To the extent that the majority reads Randolph as holding that Hays must have objected before the officers entered his home in order to revoke Heather’s previously given consent, I disagree for the reasons explained in Tatman. See 397 Fed.Appx. at 160-63; see also Gates v. Tex. Dep’t of Protective & Regulatory Servs., 537 F.3d 404, 426 (5th Cir.2008) (following Randolph, “[i]t is only a small step to conclude that a physically present co-occupant may revoke or withdraw the consent given by another occupant” after police have entered).’ Assuming that the majority’s description of Randolph as holding that a co-tenant’s objection is ineffective “after a legitimate search has already begun” means something other than “after the police have entered,” I still question the soundness of this standard. It is unclear at what point after the police *981enter a residence that a search begins for the purposes of this view of Randolph.

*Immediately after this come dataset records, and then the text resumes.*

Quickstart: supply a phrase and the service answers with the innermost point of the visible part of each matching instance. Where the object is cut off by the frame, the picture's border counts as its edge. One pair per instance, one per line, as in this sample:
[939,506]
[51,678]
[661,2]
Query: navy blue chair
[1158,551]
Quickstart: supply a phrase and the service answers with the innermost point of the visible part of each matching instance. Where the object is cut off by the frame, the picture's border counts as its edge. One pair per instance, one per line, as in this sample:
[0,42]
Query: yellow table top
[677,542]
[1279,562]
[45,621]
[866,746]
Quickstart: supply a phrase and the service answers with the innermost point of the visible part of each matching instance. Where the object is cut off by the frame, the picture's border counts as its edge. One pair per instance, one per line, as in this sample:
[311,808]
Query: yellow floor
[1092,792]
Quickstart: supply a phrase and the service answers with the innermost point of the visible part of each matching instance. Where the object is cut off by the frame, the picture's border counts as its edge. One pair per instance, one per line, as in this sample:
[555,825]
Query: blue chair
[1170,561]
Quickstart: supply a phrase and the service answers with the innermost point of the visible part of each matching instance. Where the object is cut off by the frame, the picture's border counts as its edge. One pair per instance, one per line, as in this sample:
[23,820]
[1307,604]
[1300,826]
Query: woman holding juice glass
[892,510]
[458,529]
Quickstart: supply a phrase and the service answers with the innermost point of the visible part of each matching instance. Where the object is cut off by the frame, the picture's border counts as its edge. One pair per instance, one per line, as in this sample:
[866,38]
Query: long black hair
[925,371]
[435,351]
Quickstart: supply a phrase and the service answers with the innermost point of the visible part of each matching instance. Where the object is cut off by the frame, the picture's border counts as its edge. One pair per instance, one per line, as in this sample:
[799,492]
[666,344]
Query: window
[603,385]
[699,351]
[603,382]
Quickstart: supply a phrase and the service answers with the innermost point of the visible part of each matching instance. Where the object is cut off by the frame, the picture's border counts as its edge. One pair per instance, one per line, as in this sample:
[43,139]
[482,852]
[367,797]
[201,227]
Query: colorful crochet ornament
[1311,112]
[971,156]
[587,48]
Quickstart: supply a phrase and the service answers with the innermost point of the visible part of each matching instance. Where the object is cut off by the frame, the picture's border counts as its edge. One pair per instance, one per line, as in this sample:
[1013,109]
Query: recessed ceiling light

Read in context, the better understanding of Randolph’s “fine line” rule, 547 U.S. at 121, 126 S.Ct. 1515, is that a tenant cannot revoke a co-tenant’s previously given consent for the police to enter or search a residence once the police have already discovered contraband or once probable cause for an arrest has been established; similarly, an absent tenant cannot later argue that a search within the residence to which a co-tenant consented was unlawful if the government seeks to use evidence discovered during that search. The Court explained that the purpose of this rule was to align the holding in Randolph with Illinois v. Rodriguez, 497 U.S. 177, 110 S.Ct. 2793, 111 L.Ed.2d 148 (1990), and United States v. Matlock, 415 U.S. 164, 94 S.Ct. 988, 39 L.Ed.2d 242 (1974), which held that evidence seized in a warrantless search of the defendant’s residence was admissible at trial when a third party with actual or apparent common authority had consented to the search, as well as to clarify that officers are not required “to take affirmative steps to find a potentially objecting co-tenant before acting on the permission they had already received.” Randolph, 547 U.S. at 121-22, 126 S.Ct. 1515. Neither purpose is undermined by requiring officers to heed the objection of a co-tenant who arrives on the scene once the police have already entered the house but prior to the seizure of evidence.
With these observations, I concur in the judgment affirming the district court’s grant of summary judgment on qualified-immunity grounds.